Pour les néoconservateurs de Washington, partisans de la guerre, la stratégie idéale consiste à briser davantage l’ancienne Union soviétique. Mais les néoconservateurs et les amateurs de salon qui ont dirigé l’administration Biden étaient tellement aveuglés par leur haine de la Russie et leurs ambitions de puissance mondiale qu’ils n’ont absolument pas vu comment ils amenaient la Russie et les États-Unis au bord de la guerre. En fait, les États-Unis et certains de leurs alliés européens menaient contre la Russie une guerre économique et militaire qui aurait pu devenir nucléaire à tout moment.

Heureusement, les nerfs d’acier du président russe Vlad Poutine ont permis de maîtriser la crise. En revanche, M. Biden a continué à jouer avec des allumettes au lieu de calmer cette crise très dangereuse. La puissante machine de propagande occidentale a entretenu la guerre. Trop de gens ont cru à la propagande de Kiev selon laquelle l’Ukraine était en train de gagner cette guerre. Pendant ce temps, l’Ukraine engrangeait d’énormes sommes d’argent. J’ai fait des affaires en Ukraine et je sais à quel point ce pays est profondément corrompu – presque autant que Détroit ou Jersey City.

Cette guerre stupide nous a non seulement amenés au bord de la guerre nucléaire, mais elle a également révélé la profonde démence du parti de la guerre de Washington et de ses franges anticommunistes fanatiques. Trump a raison lorsqu’il met en garde contre l’« État profond ».
Nous nous souvenons du jeune homme héroïque, Edward Snowden, qui a révélé publiquement à quel point la sécurité nationale avait violé la loi en mettant des Américains sur écoute.

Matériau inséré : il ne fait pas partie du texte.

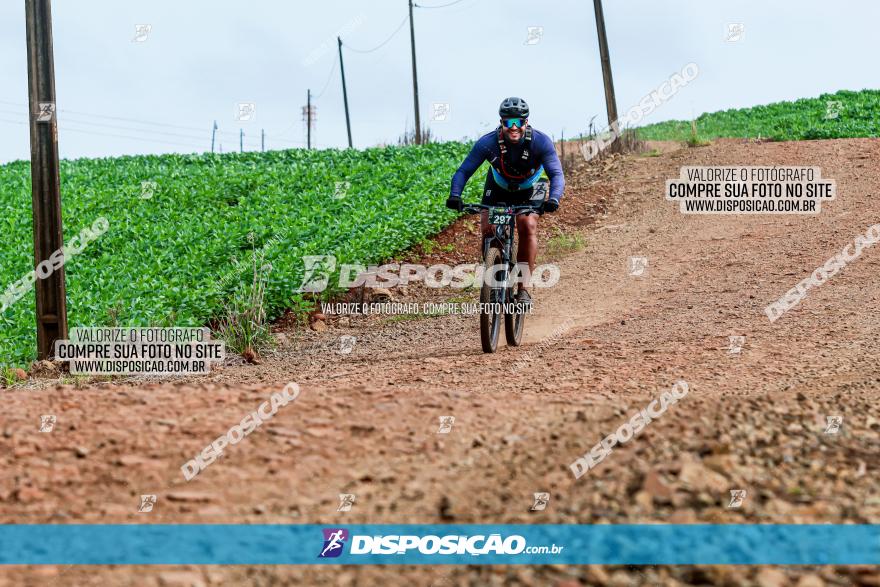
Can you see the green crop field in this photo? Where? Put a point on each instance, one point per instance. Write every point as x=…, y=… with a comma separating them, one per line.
x=173, y=256
x=844, y=114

Pendant les longues années de la guerre froide, les dix-huit agences de sécurité nationale américaines ont été truffées d’employés de haut rang ardemment antisoviétiques/russes. Il s’agit de la CIA, de l’Agence nationale de sécurité, des agences du Pentagone, des bureaux de l’État, du Trésor, des nouveaux organismes de lutte contre le terrorisme et de l’ensemble de notre vaste bureaucratie sécuritaire. Ils mènent une action d’arrière-garde pour contrecarrer les réformes et/ou les réductions. Ils ont prétendu à maintes reprises que Trump était compromis par la Russie.

Ces sous-fifres de l’État profond ne veulent pas la paix. Ils veulent une confrontation tranchante avec la Russie et la Chine, sauvegarder les milliards des budgets du Pentagone et des services de renseignement, et protéger leur propre carrière. Nous avons vu comment des cabales de fonctionnaires favorables à la guerre ont entraîné la France et la Grande-Bretagne dans deux guerres mondiales. C’est pourquoi la guerre idiote en Afghanistan a duré deux décennies.

Comme l’a dit le grand Benjamin Franklin, « il n’y a pas de bonne guerre, il n’y a pas de mauvaise paix ».